These labels were automatically added by AI and may be inaccurate. For details, see About Literature Database.
Abstract
Recent studies have shown that deep neural networks (DNNs) are vulnerable to
adversarial attacks, including evasion and backdoor (poisoning) attacks. On the
defense side, there have been intensive efforts on improving both empirical and
provable robustness against evasion attacks; however, the provable robustness
against backdoor attacks still remains largely unexplored. In this paper, we
focus on certifying the machine learning model robustness against general
threat models, especially backdoor attacks. We first provide a unified
framework via randomized smoothing techniques and show how it can be
instantiated to certify the robustness against both evasion and backdoor
attacks.
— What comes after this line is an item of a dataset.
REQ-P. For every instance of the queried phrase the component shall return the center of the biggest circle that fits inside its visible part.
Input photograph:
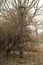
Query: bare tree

We then propose the first robust training process, RAB, to smooth the
trained model and certify its robustness against backdoor attacks. We prove the
robustness bound for machine learning models trained with RAB and prove that
our robustness bound is tight. In addition, we theoretically show that it is
possible to train the robust smoothed models efficiently for simple models such
as K-nearest neighbor classifiers, and we propose an exact smooth-training
algorithm that eliminates the need to sample from a noise distribution for such
models. Empirically, we conduct comprehensive experiments for different machine
learning (ML) models such as DNNs, support vector machines, and K-NN models on
MNIST, CIFAR-10, and ImageNette datasets and provide the first benchmark for
certified robustness against backdoor attacks. In addition, we evaluate K-NN
models on a spambase tabular dataset to demonstrate the advantages of the
proposed exact algorithm. Both the theoretic analysis and the comprehensive
evaluation on diverse ML models and datasets shed light on further robust
learning strategies against general training time attacks.